TraceFix: Repairing Agent Coordination Protocols wi... | AI Research

TraceFix: Repairing Agent Coordination Protocols with TLA+ Counterexamples
TraceFix is a new verification-first pipeline designed to solve the coordination failures common in multi-agent systems powered by Large Language Models (LLMs). When multiple independent agents work together, they often encounter "concurrency hazards"—such as deadlocks, race conditions, or missed messages—that are difficult to predict during the design phase. TraceFix addresses this by using formal verification to automatically test and repair the coordination protocols generated by LLMs, ensuring that agents interact safely before they are deployed.

How the Pipeline Works

The TraceFix process follows a structured loop to move from a natural-language task description to a verified, executable protocol. First, an orchestration agent creates a "protocol topology," which acts as a blueprint defining the agents, shared resources (like locks), and communication channels.
Next, the system generates coordination logic using PlusCal, a language that describes how agents should behave. This logic is then fed into the TLA+ model checker (TLC), which exhaustively tests all possible sequences of events to find potential bugs. If the checker finds a flaw, it produces a "counterexample"—a specific trace of events that leads to a failure. The system uses this evidence to automatically repair the protocol, repeating the process until the model checker confirms the protocol is safe.

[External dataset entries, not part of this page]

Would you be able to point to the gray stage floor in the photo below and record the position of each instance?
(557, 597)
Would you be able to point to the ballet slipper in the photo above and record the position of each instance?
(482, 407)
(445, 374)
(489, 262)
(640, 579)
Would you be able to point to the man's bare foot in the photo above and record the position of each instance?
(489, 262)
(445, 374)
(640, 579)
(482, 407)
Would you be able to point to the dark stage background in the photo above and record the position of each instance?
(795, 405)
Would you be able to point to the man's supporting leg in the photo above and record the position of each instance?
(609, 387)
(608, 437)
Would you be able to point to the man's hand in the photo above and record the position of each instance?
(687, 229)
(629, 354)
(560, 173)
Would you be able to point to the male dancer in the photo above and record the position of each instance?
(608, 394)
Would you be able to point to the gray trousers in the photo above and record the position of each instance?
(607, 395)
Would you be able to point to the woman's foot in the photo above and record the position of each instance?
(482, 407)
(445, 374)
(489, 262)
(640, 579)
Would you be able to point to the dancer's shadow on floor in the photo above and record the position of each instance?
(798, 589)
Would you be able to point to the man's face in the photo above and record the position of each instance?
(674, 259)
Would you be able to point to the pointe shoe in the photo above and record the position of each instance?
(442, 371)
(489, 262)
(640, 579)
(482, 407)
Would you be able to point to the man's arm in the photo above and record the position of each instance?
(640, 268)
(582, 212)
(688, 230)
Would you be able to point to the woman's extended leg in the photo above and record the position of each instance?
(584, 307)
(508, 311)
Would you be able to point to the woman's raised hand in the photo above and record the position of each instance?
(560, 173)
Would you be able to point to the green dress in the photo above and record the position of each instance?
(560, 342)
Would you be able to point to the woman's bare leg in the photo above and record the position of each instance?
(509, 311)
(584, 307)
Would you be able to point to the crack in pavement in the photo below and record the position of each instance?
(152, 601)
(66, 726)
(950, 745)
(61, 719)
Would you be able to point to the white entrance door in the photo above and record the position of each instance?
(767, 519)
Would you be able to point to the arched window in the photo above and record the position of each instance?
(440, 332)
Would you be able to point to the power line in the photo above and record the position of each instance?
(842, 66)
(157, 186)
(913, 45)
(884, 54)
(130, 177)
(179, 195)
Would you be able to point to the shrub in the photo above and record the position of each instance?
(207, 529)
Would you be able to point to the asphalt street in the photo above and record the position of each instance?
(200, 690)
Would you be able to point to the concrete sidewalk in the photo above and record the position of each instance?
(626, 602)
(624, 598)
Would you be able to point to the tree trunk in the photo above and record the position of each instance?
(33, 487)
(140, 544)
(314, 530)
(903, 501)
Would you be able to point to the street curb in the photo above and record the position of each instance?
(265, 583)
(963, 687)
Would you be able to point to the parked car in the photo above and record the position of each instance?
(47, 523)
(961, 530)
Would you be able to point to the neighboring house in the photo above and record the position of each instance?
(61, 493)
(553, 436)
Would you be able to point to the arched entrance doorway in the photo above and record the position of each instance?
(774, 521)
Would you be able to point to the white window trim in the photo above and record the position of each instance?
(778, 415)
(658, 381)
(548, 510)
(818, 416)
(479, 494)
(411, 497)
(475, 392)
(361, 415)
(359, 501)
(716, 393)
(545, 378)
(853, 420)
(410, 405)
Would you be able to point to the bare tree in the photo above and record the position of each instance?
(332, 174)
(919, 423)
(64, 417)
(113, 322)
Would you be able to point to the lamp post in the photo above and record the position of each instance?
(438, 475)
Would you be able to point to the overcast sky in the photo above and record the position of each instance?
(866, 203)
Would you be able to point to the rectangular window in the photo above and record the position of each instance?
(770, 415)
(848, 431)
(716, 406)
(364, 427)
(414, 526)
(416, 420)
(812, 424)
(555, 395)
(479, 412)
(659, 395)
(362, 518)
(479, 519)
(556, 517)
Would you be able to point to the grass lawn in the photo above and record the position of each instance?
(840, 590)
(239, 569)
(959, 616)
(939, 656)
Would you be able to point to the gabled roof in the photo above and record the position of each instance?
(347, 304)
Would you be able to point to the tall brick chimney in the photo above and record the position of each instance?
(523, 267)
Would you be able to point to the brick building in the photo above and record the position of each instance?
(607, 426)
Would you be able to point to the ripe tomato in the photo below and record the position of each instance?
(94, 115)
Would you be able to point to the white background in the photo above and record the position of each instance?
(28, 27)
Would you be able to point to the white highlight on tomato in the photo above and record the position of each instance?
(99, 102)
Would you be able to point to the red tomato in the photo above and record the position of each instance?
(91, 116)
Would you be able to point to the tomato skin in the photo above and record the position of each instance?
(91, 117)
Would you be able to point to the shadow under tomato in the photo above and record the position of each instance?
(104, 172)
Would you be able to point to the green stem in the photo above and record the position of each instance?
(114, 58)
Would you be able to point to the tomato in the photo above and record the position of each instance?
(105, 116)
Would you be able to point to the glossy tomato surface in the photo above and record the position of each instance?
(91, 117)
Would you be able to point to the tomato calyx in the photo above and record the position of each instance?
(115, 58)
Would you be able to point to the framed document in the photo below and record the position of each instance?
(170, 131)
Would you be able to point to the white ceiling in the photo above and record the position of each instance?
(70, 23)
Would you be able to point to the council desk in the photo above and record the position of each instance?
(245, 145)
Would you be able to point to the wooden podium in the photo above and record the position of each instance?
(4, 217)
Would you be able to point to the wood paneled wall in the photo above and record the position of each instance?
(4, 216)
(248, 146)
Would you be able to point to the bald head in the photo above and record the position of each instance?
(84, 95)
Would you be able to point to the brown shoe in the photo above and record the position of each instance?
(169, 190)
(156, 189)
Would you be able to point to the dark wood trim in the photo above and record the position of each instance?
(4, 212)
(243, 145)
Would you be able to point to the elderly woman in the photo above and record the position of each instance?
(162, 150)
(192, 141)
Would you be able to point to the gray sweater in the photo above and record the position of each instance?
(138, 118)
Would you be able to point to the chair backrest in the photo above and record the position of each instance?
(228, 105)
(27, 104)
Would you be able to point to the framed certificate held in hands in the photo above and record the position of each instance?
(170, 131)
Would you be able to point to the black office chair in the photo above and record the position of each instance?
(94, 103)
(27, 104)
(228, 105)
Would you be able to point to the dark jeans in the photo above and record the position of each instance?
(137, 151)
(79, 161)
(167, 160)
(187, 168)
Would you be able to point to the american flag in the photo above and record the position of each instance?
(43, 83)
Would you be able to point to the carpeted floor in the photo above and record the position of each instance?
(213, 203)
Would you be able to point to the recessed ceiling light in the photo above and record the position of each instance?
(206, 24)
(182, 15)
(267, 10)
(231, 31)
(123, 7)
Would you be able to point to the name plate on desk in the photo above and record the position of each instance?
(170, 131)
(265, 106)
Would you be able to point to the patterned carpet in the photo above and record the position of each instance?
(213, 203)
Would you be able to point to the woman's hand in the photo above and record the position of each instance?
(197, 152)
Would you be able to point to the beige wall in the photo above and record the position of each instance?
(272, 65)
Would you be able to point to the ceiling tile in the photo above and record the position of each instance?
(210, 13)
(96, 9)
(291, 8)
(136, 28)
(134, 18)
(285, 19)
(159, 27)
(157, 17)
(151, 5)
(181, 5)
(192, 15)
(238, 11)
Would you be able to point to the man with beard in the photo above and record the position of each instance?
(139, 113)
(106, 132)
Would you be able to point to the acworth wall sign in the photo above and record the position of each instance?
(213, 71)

From Verification to Execution

Once a protocol is verified, TraceFix compiles the logic into system prompts for each agent. To ensure these agents stick to the verified plan during operation, the system employs a runtime monitor. This monitor acts as a gatekeeper, rejecting any coordination actions—such as sending a message or acquiring a lock—that fall outside the rules defined in the original topology. This approach allows agents to maintain their autonomy in performing domain-specific tasks while strictly adhering to a safe coordination framework.

Performance and Reliability

In testing across 48 diverse tasks, TraceFix demonstrated high efficiency and effectiveness. Every task reached full verification, with 62.5% passing on the very first attempt and none requiring more than four repair iterations. Even for complex scenarios with millions of possible states, verification was completed in under 60 seconds per task.
A comparative study showed that using these verified protocols significantly improved task completion rates and made the system more resilient. When model capabilities were reduced, systems using TraceFix degraded at roughly half the rate of standard prompt-only or chat-only baselines. Furthermore, the use of verified protocols cut the occurrence of deadlocks and livelocks by more than half, particularly in scenarios where faults were intentionally injected.

Important Considerations

While TraceFix is highly effective at ensuring coordination safety, it has specific limitations. The system focuses on "coordination correctness"—ensuring that agents do not deadlock or violate resource access rules—rather than the quality of the agents' output or the accuracy of their domain-specific work. Additionally, the current implementation does not verify liveness properties, such as guaranteeing that a task will always finish or that an agent will never be starved of resources. The runtime monitor enforces the coordination interface, but it does not strictly enforce the specific sequence of steps, meaning some minor coordination issues can still occur if agents deviate from their intended logic.